Saturday, October 18, 2008

Soup!

It was unseasonably warm and sunny the past two weeks and I was not feeling it. In mid October, I don't want to have to deal with highs of 80 and constant sunshine. I'm looking longingly at leather boots and big sweaters. I'm so over sundresses.

The weather was throwing off my cooking as well. I have about 10 soup recipes I've been reading longingly at work, refreshing the Weather Channel page trying to see when it turns into fall. French onion soup, butternut squash with cumin and coriander, curried carrot soup, southwest tomato, miso soup, lentil soup.... And a recently bought an adorable little soup tureen-


Earlier this week I made a late-summer soup, an attempt to compromise with the weather.
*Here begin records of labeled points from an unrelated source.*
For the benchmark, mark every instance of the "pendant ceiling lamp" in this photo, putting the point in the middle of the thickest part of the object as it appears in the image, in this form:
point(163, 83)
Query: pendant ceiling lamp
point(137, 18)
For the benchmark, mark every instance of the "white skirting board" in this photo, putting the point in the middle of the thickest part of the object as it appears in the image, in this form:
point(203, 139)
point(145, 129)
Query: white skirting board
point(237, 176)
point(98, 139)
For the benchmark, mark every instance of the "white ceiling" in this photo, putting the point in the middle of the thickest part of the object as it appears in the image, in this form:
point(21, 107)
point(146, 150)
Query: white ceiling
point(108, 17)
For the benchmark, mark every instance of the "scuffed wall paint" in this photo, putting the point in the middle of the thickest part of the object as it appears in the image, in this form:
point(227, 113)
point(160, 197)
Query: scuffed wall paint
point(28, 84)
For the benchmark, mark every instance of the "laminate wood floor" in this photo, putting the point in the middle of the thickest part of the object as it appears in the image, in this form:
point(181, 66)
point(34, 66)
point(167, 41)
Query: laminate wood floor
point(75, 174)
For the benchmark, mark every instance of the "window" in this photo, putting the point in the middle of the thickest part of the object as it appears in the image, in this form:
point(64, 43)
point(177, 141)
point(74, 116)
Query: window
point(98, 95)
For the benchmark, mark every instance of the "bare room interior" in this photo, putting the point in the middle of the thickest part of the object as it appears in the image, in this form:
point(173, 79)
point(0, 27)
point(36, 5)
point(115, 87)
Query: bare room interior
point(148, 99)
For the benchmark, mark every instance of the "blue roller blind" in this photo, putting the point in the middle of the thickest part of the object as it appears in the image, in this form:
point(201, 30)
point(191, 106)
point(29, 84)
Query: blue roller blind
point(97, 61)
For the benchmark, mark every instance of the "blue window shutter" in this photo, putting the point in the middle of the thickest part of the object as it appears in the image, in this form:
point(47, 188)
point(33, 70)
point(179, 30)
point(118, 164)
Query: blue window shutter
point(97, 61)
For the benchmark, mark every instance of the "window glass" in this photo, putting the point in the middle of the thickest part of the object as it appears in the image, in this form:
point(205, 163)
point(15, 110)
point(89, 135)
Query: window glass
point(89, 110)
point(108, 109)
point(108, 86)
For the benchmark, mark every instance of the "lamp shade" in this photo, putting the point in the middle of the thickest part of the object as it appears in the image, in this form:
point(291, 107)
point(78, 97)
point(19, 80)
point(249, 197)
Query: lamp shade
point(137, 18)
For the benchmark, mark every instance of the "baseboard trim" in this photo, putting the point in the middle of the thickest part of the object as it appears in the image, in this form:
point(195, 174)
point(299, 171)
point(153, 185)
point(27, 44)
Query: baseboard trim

I made a bouillabaisse with tomato and corn. The recipe is intended to use fresh-from-the-farm heirloom tomatoes and sweet corn off the cob, which is lovely, but substituting two 14 0z cans of diced tomatoes and half a bag of frozen corn didn't do any harm. Cooked a little garlic in some olive oil, threw in canned tomatoes, a cup of white wine, a can of chicken broth, and a pinch of saffron. (Yeah, saffron is stupid expensive. I wouldn't recommend running out and spending your week's food budget on it to make this soup. If you have it, awesome.) Throw in a pound of some seafood- I used cod, cut up in chunks. You can use halibut, shrimp, bay scallops, mussels, or a combination there of. After the fish is cooked through, stir in corn.


And now it's nice and cold outside. Kinda rainy too. It seemed like a good day to try out my gorgeous new Wusthof chef's knife to chop up a big pile of vegetables for a minestrone. I diced up a medium onion, two stalks of celery, a big carrot and 3 cloves of garlic to make a standard mirepoix. Nice low and slow heat lets the onions caramelize a little, giving the soup amazing depth. The Fine Cooking recipe I was sort of following called for chopped savoy cabbage, but standing in the supermarket, the kale sitting next to the cabbage looked a lot more appealing. And I didn't have to buy a basketball-sized head of it. (And I freaking love kale.) After the chopped kale cooked down I added a can of diced tomatoes and 3 cups of chicken broth. Instead of pasta, I added some barley. I love whole grains, they have that dense chewy texture and nutty flavor. To pump it up, I threw in the rinds off of a wedge of Parmesan, a really cool way to give it more flavor. After simmering for a while I added in a can of kidney beans.



With vegetable broth, this is a really great well rounded vegetarian meal. Between the barley, the kidney beans, and the kale, this couldn't really be any more nutritious.